Moreover, American commanders have warned that while insurgent bombings have been declining in number, they have been increasing in power and sophistication.
“This is a very lethal and unfortunately very adaptable enemy we are faced with,” said U.S. Army Brigadier General Carter Ham, a Pentagon staff officer and former commander of American forces in Mosul.
Marines have been fighting for months in a string of towns along the Euphrates to try to seal a major infiltration route for foreign fighters slipping into Iraq from Syria. Late yesterday, insurgents fired two mortars at Marine positions near Haditha. Moments later, American warplanes could be heard mounting counterattacks, residents said.
The Marines stepped up operations in May in hopes of pacifying the area so Iraqi military and civilian forces could assume effective control.

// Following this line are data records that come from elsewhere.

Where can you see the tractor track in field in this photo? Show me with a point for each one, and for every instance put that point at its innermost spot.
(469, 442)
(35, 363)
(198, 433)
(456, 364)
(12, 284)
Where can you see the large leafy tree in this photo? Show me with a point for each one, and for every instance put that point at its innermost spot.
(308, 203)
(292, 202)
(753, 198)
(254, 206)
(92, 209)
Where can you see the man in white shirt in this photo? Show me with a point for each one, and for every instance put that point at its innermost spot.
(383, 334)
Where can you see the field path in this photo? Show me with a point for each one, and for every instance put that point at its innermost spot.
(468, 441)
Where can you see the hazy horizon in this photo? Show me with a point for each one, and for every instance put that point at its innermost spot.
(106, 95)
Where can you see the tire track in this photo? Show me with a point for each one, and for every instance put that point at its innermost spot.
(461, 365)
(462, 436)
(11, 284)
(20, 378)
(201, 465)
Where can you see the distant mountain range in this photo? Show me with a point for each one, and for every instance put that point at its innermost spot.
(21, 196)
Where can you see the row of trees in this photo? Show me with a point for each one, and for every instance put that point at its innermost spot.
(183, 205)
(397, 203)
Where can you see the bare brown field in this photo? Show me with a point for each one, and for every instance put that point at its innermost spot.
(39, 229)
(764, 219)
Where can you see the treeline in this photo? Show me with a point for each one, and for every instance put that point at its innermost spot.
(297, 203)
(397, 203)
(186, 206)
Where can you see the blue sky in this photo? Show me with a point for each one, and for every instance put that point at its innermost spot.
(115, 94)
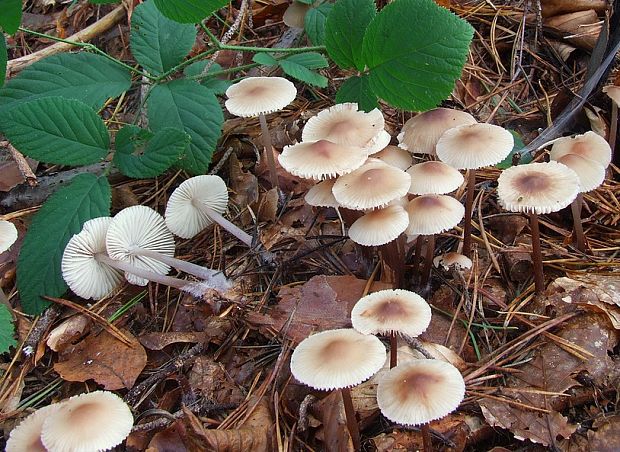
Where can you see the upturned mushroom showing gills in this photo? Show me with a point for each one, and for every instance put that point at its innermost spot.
(258, 96)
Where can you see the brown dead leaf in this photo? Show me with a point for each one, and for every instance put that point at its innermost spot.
(105, 359)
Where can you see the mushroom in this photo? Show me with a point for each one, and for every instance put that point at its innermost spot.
(391, 312)
(471, 147)
(418, 392)
(338, 359)
(258, 96)
(537, 188)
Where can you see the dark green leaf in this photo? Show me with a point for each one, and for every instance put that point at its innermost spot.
(158, 43)
(57, 130)
(82, 76)
(140, 154)
(415, 51)
(192, 107)
(189, 11)
(344, 31)
(314, 23)
(356, 89)
(62, 216)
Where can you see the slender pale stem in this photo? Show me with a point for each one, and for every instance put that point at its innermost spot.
(469, 203)
(351, 419)
(575, 208)
(539, 279)
(271, 163)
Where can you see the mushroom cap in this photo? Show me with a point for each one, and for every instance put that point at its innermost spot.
(321, 159)
(254, 96)
(433, 214)
(474, 146)
(88, 422)
(139, 227)
(589, 145)
(8, 235)
(320, 195)
(537, 187)
(380, 226)
(391, 311)
(27, 435)
(395, 156)
(184, 217)
(337, 359)
(85, 275)
(590, 173)
(345, 124)
(420, 391)
(434, 177)
(372, 185)
(420, 134)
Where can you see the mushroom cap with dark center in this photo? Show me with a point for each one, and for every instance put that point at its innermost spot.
(337, 359)
(537, 187)
(420, 391)
(391, 311)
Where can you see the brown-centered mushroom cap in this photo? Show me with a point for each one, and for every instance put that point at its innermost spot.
(537, 187)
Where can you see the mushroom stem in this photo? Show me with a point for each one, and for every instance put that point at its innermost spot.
(575, 208)
(469, 202)
(271, 163)
(351, 420)
(539, 281)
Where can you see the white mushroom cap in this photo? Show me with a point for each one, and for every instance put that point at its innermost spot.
(254, 96)
(474, 146)
(88, 422)
(391, 311)
(320, 195)
(8, 235)
(372, 185)
(26, 437)
(420, 391)
(321, 159)
(434, 178)
(420, 134)
(433, 214)
(345, 124)
(589, 145)
(590, 173)
(395, 156)
(184, 217)
(380, 226)
(85, 275)
(139, 227)
(337, 359)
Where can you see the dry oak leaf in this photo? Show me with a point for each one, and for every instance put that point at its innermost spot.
(105, 359)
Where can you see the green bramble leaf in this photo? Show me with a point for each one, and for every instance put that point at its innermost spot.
(141, 154)
(187, 105)
(57, 130)
(62, 216)
(158, 43)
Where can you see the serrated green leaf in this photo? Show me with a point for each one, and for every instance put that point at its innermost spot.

However, government authority in the heavily Sunni Arab region is tenuous.
American officials have long complained that American forces seize Sunni areas only to have Iraqi authorities lose them again to the insurgents once American troops leave.
Yesterday, the Web site of the Ansar al-Sunnah Army posted photographs from Monday’s attack on the Marine sniper team. One picture shows a bloody, battered body wearing Marine camouflage trousers. Another shows two hooded gunmen standing in front of several rifles, apparently taken from dead Marines.
In a statement accompanying the photos, Ansar al-Sunnah said the insurgents lured the Marines out of their base and ambushed them.
“The intention was to capture them alive, but they opened fire on the mujahedeen,” the statement said. “The heroes slaughtered those who were still alive … except for one, who begged the mujahedeen for his life. They captured him and he is in our hands.”
At the Pentagon, General Ham said no Marines were missing and believed captured.
In the Cleveland suburb where the battalion was based, Brook Park, businesses tied red, white, and blue ribbons on their doors. A bouquet of roses was placed at the gate of the Marine headquarters, an old brick schoolhouse.
Among the six killed Monday was an aspiring police officer who planned to set a wedding date with his girlfriend when he returned home this fall, Corporal Jeffrey Boskovitch, 25, of North Royalton, Ohio.
In Basra, 340 miles southeast of Baghdad, an American freelance writer was found dead late Tuesday – the first American journalist slain in Iraq since the American-led invasion. Steven Vincent of New York was shot multiple times hours after he and his Iraqi translator were abducted at gunpoint, police said.
The translator, Nour Weidi, was seriously wounded. Five gunmen in a police car abducted them as they left a currency exchange shop Tuesday evening, police Lieutenant Colonel Karim al-Zaidi said. Vincent had been in Basra for several months working on a book about the city’s history.